The Stacks project

Here is a proof:

Suppose $f(E)$ is the union of $Z_1 \cap f(E)$ and $Z_2 \cap f(E)$, for two distinct closed subsets $Z_1$ and $Z_2$ of $Y$; this is equal to the intersection $(Z_1 \cup Z_2) \cap f(E)$, so $f(E)$ is then contained in the union $Z_1 \cup Z_2$. For the irreducibility of $f(E)$ it suffices to show that it is contained in either $Z_1$ or $Z_2$. The relation $f(E) \subseteq Z_1 \cup Z_2$ shows that $f^{-1}(f(E)) \subseteq f^{-1}(Z_1 \cup Z_2)$; as the right-hand side is clearly equal to $f^{-1}(Z_1) \cup f^{-1}(Z_2)$ and since $E \subseteq f^{-1}(f(E))$, it follows that $E \subseteq f^{-1}(Z_1) \cup f^{-1}(Z_2)$, from which one concludes by the irreducibility of $E$ that $E \subseteq f^{-1}(Z_1)$ or $E \subseteq f^{-1}(Z_2)$. Hence one sees that either $f(E) \subseteq f(f^{-1}(Z_1)) \subseteq Z_1$ or $f(E) \subseteq Z_2$.

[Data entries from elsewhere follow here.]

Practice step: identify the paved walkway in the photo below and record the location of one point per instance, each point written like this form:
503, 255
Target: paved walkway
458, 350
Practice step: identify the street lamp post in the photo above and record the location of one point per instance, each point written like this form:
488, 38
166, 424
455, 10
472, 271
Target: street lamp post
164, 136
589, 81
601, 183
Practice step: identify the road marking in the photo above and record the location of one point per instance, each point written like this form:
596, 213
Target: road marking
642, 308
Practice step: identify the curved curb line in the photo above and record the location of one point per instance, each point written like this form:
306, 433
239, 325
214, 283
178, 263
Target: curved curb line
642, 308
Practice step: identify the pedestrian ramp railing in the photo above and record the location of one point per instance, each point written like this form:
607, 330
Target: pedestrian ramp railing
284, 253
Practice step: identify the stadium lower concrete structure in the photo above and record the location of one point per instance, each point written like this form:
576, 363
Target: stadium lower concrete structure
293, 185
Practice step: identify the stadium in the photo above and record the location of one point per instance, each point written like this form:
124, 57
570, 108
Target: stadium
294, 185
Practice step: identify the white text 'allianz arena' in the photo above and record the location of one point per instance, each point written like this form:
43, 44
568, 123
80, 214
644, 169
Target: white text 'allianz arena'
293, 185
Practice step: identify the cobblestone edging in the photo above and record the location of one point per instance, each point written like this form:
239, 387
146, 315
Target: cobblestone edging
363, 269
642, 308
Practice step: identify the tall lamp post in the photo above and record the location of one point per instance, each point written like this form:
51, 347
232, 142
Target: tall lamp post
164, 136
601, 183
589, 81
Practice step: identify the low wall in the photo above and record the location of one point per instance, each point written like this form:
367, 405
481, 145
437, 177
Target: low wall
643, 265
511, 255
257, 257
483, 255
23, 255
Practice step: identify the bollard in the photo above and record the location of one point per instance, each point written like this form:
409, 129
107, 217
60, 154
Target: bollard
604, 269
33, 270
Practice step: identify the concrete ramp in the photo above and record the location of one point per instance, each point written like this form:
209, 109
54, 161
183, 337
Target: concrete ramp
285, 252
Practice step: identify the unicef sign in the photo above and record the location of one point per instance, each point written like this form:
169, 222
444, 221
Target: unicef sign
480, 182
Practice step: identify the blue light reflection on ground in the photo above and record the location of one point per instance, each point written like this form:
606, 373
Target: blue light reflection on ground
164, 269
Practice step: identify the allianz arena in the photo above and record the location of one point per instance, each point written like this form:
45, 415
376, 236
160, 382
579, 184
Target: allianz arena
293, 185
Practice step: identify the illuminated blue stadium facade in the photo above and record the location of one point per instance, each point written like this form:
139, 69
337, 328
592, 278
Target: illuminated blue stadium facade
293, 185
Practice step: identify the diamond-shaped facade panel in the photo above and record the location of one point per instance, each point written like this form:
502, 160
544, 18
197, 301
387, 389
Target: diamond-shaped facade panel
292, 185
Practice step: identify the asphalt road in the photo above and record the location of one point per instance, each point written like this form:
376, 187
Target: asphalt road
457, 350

Added the proof and fix long line. Thanks!

Things get simpler if you first replace $f$ by $E\to f(E)$. The statement becomes: "if $X$ is irreducible and $f$ surjective then $Y$ is irreducible". Now of course $Y$ is nonempty if $X$ is, and then if $Y=Y_1\cup Y_2$ with $Y_1$, $Y_2$ closed, then from the irreducibility assumption you get that $X=f^{-1}(Y_i)$ for some $i$, hence $Y=Y_i$ since $f$ is surjective.

OK, yes what you say makes sense, but since the proof is correct and since this is so early in the theory, it isn't worth it to me to make the change. If you want to make the edits to the latex file and send it to me, then I'll reconsider.